A nova versão não causa esses problemas, mas pode causar ganho de peso e aumento dos níveis de colesterol. De acordo com especialistas, para a maioria das pessoas, os dois medicamentos à base de tenofovir, o primeiro, conhecido como T.D.F. [13] e o segundo, T.A.F. [14], têm aproximadamente os mesmos riscos e benefícios.
Arquivos internos da empresa do início dos anos 2000 mostram que os executivos da Gilead estavam discutindo a ideia de acelerar a comercialização da nova fórmula. Em algumas partes, os documentos discutem a similaridade das duas versões do tenofovir do ponto de vista da segurança.
Mas outros memorandos indicam que a empresa acreditava que a nova formula era menos tóxica, com base no que havia sido observado em estudos de laboratório e em animais. Esses estudos mostraram que a nova formula tinha duas vantagens que poderiam reduzir os efeitos colaterais. Ela era muito mais eficaz do que a original para levar o tenofovir à célula-alvo, de modo que muito menos do medicamento vazaria para a corrente sanguínea (atingindo os rins e os ossos). E podia ser administrado em uma dose menor. A nova versão “poderia resultar em um perfil de efeitos colaterais mais favoráveis e menor toxicidade relacionada ao medicamento”, de acordo com um memorando interno de 2002.

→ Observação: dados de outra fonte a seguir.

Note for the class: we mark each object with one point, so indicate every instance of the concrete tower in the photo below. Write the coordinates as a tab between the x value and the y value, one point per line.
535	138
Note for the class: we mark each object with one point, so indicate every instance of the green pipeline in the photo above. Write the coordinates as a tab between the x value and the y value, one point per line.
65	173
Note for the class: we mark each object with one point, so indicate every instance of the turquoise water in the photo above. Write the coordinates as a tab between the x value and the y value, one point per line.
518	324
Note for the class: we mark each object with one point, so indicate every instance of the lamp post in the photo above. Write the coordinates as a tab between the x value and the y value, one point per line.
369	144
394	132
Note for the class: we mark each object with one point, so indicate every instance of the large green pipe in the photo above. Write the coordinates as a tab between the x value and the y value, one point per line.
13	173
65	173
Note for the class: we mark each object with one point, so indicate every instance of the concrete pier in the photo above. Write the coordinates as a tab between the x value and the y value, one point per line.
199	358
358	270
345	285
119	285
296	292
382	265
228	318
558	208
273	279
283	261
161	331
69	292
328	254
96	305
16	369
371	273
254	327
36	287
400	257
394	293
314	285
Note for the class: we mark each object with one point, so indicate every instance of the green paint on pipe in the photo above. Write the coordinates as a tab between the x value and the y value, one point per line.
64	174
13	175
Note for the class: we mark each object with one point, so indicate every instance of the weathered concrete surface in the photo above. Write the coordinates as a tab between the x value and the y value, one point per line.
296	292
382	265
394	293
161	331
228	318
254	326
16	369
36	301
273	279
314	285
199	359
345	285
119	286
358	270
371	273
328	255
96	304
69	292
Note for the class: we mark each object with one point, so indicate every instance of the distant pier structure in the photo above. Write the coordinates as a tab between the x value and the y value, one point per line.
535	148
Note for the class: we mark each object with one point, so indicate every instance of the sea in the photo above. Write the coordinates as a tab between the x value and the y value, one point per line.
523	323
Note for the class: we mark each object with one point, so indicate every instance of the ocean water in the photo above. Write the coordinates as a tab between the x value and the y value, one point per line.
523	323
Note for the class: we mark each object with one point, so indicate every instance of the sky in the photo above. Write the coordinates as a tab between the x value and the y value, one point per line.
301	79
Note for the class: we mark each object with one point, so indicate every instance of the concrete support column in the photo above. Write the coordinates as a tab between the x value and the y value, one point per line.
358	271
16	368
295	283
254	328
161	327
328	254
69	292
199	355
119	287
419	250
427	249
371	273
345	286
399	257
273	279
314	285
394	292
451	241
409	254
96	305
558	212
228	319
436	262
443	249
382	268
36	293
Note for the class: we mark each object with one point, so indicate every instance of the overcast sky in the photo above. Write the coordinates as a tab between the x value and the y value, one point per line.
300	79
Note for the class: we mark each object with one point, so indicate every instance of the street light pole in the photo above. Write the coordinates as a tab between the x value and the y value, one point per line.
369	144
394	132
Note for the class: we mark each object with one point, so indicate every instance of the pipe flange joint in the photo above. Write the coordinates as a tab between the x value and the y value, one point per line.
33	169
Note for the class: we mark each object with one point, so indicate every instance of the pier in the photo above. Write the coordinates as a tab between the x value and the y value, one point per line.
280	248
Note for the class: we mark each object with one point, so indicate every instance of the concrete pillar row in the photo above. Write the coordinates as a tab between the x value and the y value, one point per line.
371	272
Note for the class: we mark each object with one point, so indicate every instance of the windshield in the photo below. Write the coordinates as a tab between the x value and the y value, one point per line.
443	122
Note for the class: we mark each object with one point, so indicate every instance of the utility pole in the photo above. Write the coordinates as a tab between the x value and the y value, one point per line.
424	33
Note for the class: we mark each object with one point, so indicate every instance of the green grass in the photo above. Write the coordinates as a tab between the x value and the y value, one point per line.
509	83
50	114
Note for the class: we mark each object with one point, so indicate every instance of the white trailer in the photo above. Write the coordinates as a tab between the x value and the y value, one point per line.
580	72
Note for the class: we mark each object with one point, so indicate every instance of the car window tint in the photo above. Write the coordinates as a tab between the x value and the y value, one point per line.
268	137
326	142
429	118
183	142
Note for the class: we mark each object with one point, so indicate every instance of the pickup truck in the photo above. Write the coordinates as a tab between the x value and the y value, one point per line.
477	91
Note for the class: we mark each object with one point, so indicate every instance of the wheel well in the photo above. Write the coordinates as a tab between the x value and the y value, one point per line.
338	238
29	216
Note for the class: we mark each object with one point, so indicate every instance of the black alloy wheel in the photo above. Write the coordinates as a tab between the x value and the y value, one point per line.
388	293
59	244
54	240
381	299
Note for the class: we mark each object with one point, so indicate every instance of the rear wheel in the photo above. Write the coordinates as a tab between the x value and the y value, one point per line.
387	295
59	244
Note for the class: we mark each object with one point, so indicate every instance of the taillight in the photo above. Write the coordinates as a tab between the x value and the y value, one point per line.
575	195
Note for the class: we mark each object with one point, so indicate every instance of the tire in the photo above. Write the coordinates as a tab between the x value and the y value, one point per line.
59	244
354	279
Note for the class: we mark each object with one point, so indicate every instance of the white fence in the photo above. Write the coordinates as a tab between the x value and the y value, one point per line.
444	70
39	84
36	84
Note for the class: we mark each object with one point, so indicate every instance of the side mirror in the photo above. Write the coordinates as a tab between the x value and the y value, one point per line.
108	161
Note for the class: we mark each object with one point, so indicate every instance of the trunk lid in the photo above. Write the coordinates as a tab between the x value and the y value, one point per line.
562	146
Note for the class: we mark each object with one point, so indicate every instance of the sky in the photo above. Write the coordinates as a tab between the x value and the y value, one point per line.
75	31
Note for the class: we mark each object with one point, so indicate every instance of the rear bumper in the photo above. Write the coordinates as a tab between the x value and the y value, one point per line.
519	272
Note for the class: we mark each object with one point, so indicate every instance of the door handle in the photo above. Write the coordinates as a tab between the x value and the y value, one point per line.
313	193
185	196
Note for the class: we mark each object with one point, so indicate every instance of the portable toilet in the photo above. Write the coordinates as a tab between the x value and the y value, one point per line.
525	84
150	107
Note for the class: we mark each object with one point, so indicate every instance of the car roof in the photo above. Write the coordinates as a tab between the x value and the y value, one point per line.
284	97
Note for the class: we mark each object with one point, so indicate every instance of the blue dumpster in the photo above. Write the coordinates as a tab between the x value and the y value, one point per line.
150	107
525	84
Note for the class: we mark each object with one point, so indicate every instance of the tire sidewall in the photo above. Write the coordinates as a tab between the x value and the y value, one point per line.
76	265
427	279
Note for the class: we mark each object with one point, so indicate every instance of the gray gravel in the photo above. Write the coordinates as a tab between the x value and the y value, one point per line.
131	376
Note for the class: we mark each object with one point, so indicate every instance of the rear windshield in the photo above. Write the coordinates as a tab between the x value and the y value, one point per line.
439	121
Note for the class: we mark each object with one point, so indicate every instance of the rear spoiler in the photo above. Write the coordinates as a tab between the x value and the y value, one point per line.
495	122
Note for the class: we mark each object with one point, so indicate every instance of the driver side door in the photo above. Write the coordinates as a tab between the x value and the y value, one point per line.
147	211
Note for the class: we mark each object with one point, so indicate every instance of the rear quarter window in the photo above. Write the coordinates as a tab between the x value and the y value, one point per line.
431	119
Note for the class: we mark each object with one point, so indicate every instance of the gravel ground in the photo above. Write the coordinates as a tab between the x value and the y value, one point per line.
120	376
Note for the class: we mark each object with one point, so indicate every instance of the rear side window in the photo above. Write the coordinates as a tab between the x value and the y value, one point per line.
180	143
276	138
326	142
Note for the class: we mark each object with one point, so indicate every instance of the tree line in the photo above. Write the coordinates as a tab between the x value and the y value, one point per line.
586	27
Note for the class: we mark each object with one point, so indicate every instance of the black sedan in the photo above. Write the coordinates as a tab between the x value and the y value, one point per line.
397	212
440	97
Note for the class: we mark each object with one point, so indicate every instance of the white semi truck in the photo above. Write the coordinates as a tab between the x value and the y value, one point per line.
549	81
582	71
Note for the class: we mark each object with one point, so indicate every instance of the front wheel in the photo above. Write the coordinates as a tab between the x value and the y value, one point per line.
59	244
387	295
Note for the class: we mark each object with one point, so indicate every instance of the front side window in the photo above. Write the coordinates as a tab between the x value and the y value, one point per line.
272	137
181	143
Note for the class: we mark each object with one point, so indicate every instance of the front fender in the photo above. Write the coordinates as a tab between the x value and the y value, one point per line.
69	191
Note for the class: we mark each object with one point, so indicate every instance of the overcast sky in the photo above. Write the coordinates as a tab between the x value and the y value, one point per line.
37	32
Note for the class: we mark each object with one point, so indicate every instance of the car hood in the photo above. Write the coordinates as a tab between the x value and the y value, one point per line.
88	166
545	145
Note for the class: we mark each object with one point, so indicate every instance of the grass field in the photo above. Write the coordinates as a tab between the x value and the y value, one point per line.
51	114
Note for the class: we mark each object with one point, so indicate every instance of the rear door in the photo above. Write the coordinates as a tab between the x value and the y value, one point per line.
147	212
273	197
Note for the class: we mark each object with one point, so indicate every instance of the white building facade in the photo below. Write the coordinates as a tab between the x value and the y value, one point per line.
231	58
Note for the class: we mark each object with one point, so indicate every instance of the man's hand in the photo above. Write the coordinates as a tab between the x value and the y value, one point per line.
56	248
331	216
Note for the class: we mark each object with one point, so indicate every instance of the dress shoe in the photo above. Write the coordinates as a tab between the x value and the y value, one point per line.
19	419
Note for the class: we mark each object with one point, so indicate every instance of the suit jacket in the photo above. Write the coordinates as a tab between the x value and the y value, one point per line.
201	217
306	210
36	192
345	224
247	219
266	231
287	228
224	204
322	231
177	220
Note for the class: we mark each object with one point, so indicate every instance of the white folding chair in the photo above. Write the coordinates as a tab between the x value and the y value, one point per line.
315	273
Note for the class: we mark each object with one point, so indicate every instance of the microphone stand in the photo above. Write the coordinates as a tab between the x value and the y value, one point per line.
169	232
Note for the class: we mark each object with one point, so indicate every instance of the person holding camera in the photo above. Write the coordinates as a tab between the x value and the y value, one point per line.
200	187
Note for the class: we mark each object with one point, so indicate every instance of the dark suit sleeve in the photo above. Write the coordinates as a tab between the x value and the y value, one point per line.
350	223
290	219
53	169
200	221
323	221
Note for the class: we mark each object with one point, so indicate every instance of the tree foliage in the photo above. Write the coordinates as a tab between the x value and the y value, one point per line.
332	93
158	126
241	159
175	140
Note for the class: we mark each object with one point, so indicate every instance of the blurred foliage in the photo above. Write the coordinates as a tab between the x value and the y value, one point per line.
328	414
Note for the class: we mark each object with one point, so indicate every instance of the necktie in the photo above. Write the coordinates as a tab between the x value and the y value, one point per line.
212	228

No mesmo ano, iniciou-se a execução do primeiro teste clínico em humanos da nova versão. Um funcionário da Gilead elaborou um cronograma que teria levado a nova formula ao mercado em 2006.
No entanto, em 2003, os executivos da Gilead começaram a desencorajar a ideia de apressar o lançamento no mercado. Eles temiam que isso “canibalizasse” o crescente mercado da versão mais antiga do tenofovir, de acordo com os registros de uma reunião interna [15]. De acordo com o e-mail de um colega, Norbert Bischofberger, que na época dirigia a área de pesquisa da Gilead, instruiu os analistas da empresa a explorar o potencial benefício da nova formula como parte de uma “estratégia de extensão” da PI.
Dessa análise surgiu o memorando de setembro de 2003 [16], que descrevia como a Gilead desenvolveria a nova formula para “substituir” a original; o desenvolvimento “foi programado para ser lançado em 2015”. Na melhor das hipóteses, os analistas da empresa estimaram que a estratégia geraria mais de US$1 bilhão em lucros anuais entre 2018 e 2020.
A Gilead ressuscitou a nova fórmula em 2010 com o objetivo de se preparar para um lançamento em 2015. John Milligan, presidente e posteriormente CEO da Gilead, garantiu aos investidores que seria uma “versão mais suave” do tenofovir. Depois de obter a aprovação regulatória, a empresa embarcou em uma campanha publicitária bem-sucedida voltada para os médicos, promovendo [17] essa nova versão, que é mais segura para os rins e ossos do que a original.
Em 2021, de acordo com a Ipsos (uma empresa de pesquisa comercial), quase meio milhão de pacientes com HIV nos EUA estavam tomando produtos da Gilead que continham a nova versão do tenofovir.